Show Abstract | Download Original | Original Source | Check in Google Scholar | DOI: 10.11591/ijai.v15.i3.pp2103-2112

Abstract

Autism spectrum disorder (ASD) is a neurodevelopmental condition marked by distinctive challenges in both verbal and nonverbal communication, social interaction, and repetitive behaviors. However, the diagnosis of ASD usually occurs within a clinical setting, conducted by licensed professionals, and often involves lengthy and costly procedures. On the other hand, machine learning holds significant promise for improving diagnostic and intervention research within the behavioral sciences, particularly in research concerning ASD disease. Hence, a deep investigation of a machine learning algorithm for ASD detection is crucial. Therefore, this paper presented a new system for differentiating the ASD samples from non-ASD (i.e., healthy) samples. The samples of ASD have been compiled from toddlers.
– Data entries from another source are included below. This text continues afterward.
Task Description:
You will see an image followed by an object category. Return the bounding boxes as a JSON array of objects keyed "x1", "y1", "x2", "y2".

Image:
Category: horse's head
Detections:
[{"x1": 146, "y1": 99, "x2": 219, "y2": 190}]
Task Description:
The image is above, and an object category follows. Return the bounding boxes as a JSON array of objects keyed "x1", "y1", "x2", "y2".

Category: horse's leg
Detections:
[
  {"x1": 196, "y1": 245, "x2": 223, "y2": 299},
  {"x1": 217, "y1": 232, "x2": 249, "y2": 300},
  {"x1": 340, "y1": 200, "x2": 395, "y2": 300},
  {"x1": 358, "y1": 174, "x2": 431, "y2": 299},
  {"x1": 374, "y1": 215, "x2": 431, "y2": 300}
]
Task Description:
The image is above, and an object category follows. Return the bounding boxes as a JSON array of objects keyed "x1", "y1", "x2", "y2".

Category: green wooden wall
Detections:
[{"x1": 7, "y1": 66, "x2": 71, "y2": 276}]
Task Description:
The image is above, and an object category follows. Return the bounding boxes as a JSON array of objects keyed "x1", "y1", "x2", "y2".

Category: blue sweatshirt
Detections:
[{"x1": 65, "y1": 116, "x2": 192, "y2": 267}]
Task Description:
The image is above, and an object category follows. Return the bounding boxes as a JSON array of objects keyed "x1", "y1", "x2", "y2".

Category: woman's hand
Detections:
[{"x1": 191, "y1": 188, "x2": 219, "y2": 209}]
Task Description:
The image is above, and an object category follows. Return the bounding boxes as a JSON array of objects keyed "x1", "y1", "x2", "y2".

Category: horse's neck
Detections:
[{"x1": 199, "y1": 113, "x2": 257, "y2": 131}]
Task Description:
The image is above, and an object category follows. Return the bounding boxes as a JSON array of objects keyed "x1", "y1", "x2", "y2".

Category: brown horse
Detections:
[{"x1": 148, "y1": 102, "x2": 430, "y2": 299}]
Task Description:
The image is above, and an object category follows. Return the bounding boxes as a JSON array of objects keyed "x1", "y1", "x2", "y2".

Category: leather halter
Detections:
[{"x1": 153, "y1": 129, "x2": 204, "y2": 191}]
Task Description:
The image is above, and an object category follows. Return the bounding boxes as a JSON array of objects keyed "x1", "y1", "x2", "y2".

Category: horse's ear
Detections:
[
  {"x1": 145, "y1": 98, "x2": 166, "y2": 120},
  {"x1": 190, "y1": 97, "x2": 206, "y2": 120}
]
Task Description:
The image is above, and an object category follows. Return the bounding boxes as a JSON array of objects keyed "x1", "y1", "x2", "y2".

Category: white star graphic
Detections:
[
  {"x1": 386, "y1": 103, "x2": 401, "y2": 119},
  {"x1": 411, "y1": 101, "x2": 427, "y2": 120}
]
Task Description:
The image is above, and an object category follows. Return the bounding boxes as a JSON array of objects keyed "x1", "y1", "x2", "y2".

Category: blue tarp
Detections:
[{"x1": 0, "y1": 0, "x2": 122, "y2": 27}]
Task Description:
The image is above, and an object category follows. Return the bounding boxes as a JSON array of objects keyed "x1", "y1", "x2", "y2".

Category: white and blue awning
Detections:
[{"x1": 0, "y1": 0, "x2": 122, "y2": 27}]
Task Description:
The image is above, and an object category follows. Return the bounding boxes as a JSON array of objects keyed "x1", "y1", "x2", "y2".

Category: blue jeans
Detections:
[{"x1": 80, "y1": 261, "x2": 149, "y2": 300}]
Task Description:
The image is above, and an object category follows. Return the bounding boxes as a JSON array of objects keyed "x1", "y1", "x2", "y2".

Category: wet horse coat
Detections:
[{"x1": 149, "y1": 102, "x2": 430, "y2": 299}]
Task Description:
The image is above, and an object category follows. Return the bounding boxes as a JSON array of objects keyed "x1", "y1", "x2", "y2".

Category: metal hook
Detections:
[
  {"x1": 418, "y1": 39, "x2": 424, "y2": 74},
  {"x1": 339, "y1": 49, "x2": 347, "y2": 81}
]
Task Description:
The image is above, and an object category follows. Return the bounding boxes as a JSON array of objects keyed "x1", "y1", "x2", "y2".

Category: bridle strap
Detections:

The multilayer perceptron (MLP) algorithm is used to classify ASD samples from non-ASD samples. The proposed MLP classifier is implemented based on different numbers of neurons (i.e., nodes). In other words, the proposed MLP classifier started with 10 neurons and finished with 50 neurons with an increment step of 5 neurons. The outcomes demonstrate that the MLP classifier acquired different results concerning the number of neurons. The MLP obtained the best performance, reaching an accuracy rate of 100% in identifying ASD cases.